Like tinsel during Christmas, today, the WSJ features its customary election-season editorial denouncing the follies of campaign-finance reform.
While the piece does well in debunking the so-called "post-Watergate model," I also think it's important here to highlight the fact that campaign finance reform is hardly a fixed entity. There are many strands of reform: McCain-Feingold, for e.g., simultaneously banned some contributions and expanded others. Arizona and Maine, meanwhile, have used full public-financing systems for years; Oregon offers a 100% tax credit for the first $50 an individual contributes to a state campaign.

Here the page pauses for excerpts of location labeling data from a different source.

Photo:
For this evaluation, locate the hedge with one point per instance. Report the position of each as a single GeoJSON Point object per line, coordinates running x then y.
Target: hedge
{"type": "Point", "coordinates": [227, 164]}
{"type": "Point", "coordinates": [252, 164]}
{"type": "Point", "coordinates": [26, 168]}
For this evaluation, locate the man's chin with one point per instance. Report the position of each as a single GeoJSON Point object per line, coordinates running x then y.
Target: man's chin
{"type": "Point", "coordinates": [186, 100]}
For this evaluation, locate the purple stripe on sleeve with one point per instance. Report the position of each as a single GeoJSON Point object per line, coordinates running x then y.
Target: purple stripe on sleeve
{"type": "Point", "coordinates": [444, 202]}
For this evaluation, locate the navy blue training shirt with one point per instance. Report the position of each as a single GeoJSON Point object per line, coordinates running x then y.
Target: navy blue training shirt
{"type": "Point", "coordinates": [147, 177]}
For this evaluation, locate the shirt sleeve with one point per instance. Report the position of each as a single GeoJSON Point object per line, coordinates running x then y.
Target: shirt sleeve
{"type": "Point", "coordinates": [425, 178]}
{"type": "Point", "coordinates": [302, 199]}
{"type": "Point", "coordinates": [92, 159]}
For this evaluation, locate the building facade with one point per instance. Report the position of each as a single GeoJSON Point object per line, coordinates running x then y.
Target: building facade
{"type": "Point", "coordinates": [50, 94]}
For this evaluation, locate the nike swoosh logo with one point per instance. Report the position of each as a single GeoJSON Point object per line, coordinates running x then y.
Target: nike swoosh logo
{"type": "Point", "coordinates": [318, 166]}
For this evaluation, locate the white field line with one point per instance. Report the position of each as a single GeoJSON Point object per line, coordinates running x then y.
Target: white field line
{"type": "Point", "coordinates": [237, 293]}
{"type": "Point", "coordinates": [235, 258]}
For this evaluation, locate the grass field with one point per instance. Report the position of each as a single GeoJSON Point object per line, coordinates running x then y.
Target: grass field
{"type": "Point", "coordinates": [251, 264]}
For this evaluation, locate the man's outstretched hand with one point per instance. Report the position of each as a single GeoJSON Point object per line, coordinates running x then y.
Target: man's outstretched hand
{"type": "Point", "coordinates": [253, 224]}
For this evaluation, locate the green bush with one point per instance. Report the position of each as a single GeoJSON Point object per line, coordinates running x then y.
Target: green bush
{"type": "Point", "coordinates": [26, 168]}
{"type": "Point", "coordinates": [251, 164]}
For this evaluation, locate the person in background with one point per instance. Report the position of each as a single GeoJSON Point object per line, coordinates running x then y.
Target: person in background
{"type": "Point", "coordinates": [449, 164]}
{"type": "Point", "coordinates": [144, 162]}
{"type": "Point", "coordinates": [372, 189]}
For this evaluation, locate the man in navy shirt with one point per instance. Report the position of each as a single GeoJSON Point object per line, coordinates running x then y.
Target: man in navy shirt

Moreover, its successes or failures don't exist in a legislative vacuum. Take, for example, the presidential matching-funds system. Throughout this election cycle, references to the system seem uniformly accompanied by variants of adjectives such as "defunct" or "broken." Rarely, however, is it mentioned why the system isn't working: namely, the fact that since it was created in the 1970s, even as election costs have swelled, Congress has spurned attempts to raise its funding, thereby assuring its obsolescence.
There are plenty of strong ideological cases to make against campaign finance reform, and toward the end of its piece, the WSJ begins to make them. But if campaign finance reform has actually encouraged people to flood the system with more money, as they say, shouldn't that satisfy them given their views on money and speech?